Here's the command definition of check_nrpe:

define command{
        command_name    check_nrpe
        command_line    /usr/lib64/nagios/plugins/check_nrpe -H $HOSTADDRESS$ -c $ARG1$
}

Here's the information regarding NRPE from /var/log/messages on the monitored server:

Jun 10 12:57:01 virt2 nrpe[755]: INFO: SSL/TLS initialized. All network traffic will be encrypted.
Jun 10 12:57:01 virt2 nrpe[756]: Starting up daemon
Jun 10 12:57:01 virt2 nrpe[756]: Server listening on 0.0.0.0 port 5666.
Jun 10 12:57:01 virt2 nrpe[756]: Server listening on :: port 5666.
Jun 10 12:57:01 virt2 nrpe[756]: Warning: Daemon is configured to accept command arguments from clients!
Jun 10 12:57:01 virt2 nrpe[756]: Listening for connections on port 0
Jun 10 12:57:01 virt2 nrpe[756]: Allowing connections from: 127.0.0.1,10.200.X.X

Do you have any idea how to solve this issue?
Thanks in advance

Best Answer

The data you show us are self-inconsistent.

On nagios, you show yourself invoking the check on server monitored by using check_nrpe like so:

[root@nagios]# /usr/lib64/nagios/plugins/check_nrpe -H 10.200.X.X -c check_disk -a '-w 20% -c 10% /'

but when you show us monitored's nrpe.cfg file, the check is defined by a different name:

command[check_local_disk]=sudo /usr/lib64/nagios/plugins/check_disk -w $ARG1$ -c $ARG2$ -p $ARG3$

(I apologise for the lack of formatting, but I wanted the ability to highlight more than I wanted a monospaced font).

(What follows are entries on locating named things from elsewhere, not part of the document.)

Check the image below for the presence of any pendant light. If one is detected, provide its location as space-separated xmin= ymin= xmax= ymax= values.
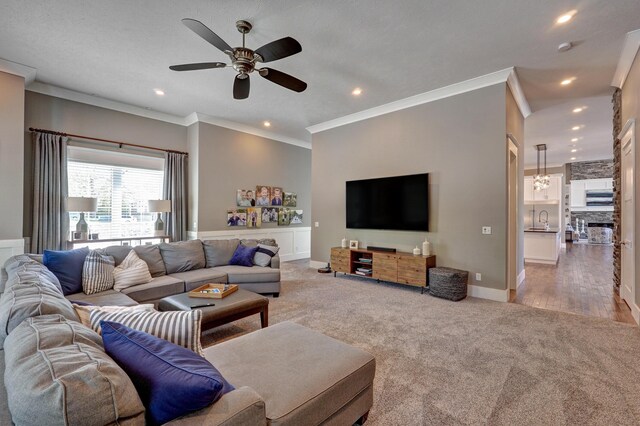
xmin=533 ymin=144 xmax=551 ymax=191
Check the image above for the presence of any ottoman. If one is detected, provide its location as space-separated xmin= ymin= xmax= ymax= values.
xmin=204 ymin=322 xmax=376 ymax=426
xmin=429 ymin=267 xmax=469 ymax=301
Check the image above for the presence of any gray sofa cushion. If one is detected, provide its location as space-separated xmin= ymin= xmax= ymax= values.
xmin=122 ymin=275 xmax=184 ymax=303
xmin=0 ymin=282 xmax=78 ymax=347
xmin=202 ymin=238 xmax=240 ymax=268
xmin=133 ymin=245 xmax=167 ymax=278
xmin=171 ymin=268 xmax=227 ymax=291
xmin=5 ymin=315 xmax=144 ymax=425
xmin=65 ymin=290 xmax=138 ymax=306
xmin=159 ymin=240 xmax=206 ymax=274
xmin=204 ymin=321 xmax=376 ymax=426
xmin=215 ymin=265 xmax=280 ymax=284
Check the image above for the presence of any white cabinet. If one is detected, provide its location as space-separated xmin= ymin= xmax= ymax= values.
xmin=524 ymin=176 xmax=562 ymax=204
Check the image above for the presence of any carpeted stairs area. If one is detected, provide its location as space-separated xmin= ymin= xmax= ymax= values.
xmin=203 ymin=261 xmax=640 ymax=426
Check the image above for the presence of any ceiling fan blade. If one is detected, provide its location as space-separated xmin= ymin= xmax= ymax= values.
xmin=233 ymin=74 xmax=251 ymax=99
xmin=255 ymin=37 xmax=302 ymax=62
xmin=182 ymin=18 xmax=233 ymax=52
xmin=260 ymin=67 xmax=307 ymax=92
xmin=169 ymin=62 xmax=227 ymax=71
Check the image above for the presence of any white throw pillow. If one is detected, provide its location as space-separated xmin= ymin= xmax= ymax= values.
xmin=82 ymin=250 xmax=116 ymax=294
xmin=89 ymin=309 xmax=204 ymax=356
xmin=73 ymin=303 xmax=155 ymax=328
xmin=113 ymin=250 xmax=153 ymax=291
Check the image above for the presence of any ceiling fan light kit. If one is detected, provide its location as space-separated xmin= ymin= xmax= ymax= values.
xmin=169 ymin=18 xmax=307 ymax=99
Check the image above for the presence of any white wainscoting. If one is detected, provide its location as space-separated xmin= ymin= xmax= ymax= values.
xmin=188 ymin=226 xmax=311 ymax=262
xmin=0 ymin=238 xmax=24 ymax=269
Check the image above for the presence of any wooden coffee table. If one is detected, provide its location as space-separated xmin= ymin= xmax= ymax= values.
xmin=158 ymin=288 xmax=269 ymax=331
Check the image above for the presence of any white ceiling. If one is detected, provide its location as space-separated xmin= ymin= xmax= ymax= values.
xmin=0 ymin=0 xmax=640 ymax=145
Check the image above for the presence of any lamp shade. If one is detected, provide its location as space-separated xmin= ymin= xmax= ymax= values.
xmin=67 ymin=197 xmax=98 ymax=213
xmin=149 ymin=200 xmax=171 ymax=213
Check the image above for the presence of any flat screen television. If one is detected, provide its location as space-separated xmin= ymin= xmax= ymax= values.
xmin=346 ymin=173 xmax=429 ymax=231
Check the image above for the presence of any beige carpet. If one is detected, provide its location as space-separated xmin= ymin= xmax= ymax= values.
xmin=203 ymin=262 xmax=640 ymax=426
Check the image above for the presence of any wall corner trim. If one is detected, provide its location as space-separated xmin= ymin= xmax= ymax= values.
xmin=25 ymin=82 xmax=311 ymax=149
xmin=611 ymin=30 xmax=640 ymax=89
xmin=0 ymin=58 xmax=37 ymax=86
xmin=307 ymin=67 xmax=531 ymax=134
xmin=467 ymin=285 xmax=509 ymax=302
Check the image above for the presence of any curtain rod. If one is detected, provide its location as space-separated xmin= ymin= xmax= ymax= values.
xmin=29 ymin=127 xmax=189 ymax=155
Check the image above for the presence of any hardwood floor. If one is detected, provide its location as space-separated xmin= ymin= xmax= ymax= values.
xmin=511 ymin=244 xmax=635 ymax=324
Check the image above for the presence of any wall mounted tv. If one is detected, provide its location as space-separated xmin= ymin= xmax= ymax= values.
xmin=346 ymin=173 xmax=429 ymax=231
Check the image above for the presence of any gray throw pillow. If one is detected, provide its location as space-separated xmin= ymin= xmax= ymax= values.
xmin=202 ymin=238 xmax=240 ymax=268
xmin=4 ymin=315 xmax=145 ymax=425
xmin=133 ymin=244 xmax=167 ymax=278
xmin=159 ymin=240 xmax=206 ymax=274
xmin=253 ymin=244 xmax=280 ymax=266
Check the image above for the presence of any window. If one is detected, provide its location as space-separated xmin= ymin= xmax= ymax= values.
xmin=67 ymin=146 xmax=164 ymax=239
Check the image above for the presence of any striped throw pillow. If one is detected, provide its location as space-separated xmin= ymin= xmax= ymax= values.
xmin=82 ymin=250 xmax=116 ymax=294
xmin=89 ymin=309 xmax=204 ymax=356
xmin=113 ymin=250 xmax=153 ymax=292
xmin=253 ymin=244 xmax=280 ymax=266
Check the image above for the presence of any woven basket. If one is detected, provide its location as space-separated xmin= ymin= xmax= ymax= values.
xmin=429 ymin=267 xmax=469 ymax=301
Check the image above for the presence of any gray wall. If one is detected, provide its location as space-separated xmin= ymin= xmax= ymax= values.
xmin=622 ymin=48 xmax=640 ymax=305
xmin=0 ymin=72 xmax=24 ymax=240
xmin=21 ymin=91 xmax=187 ymax=237
xmin=311 ymin=84 xmax=507 ymax=289
xmin=196 ymin=123 xmax=311 ymax=232
xmin=506 ymin=86 xmax=525 ymax=274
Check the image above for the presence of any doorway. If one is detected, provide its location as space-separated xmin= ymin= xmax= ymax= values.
xmin=620 ymin=120 xmax=640 ymax=323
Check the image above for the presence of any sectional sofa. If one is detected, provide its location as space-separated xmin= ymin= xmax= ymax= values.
xmin=0 ymin=243 xmax=375 ymax=426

It seems to me that the order of the parameters is also wrong, but I'm no expert on nrpe configurations that permit arguments to be passed.

At any rate, the -c foo argument to check_nrpe must match the command[foo] in the nrpe.cfg, and it doesn't. That can only mean that either something you've showed us isn't so, or you're proving that you can invoke check_nrpe against the wrong server.

Edit: I think I've already been fairly clear about trying to solve it. You say the GUI doesn't run the check correctly. OK. So you're right that the normal next step is to run it from the command line, but it's quite important to run the same check against the same client. You've shown us the client's nrpe.cfg, so assuming that the client really is 10.200.X.X, from the server show us the results of

[root@nagios]# /usr/lib64/nagios/plugins/check_nrpe -H 10.200.X.X -c check_local_disk -a '-w 20% -c 10% /'

It would be useful to see the check_nrpe entry from the server's commands.cfg file, as well, just to confirm that all lines up. We will now be trying to do what the server's doing, so if the command above fails, we can debug and fix the failure. If it succeeds, we have to drill down a little harder.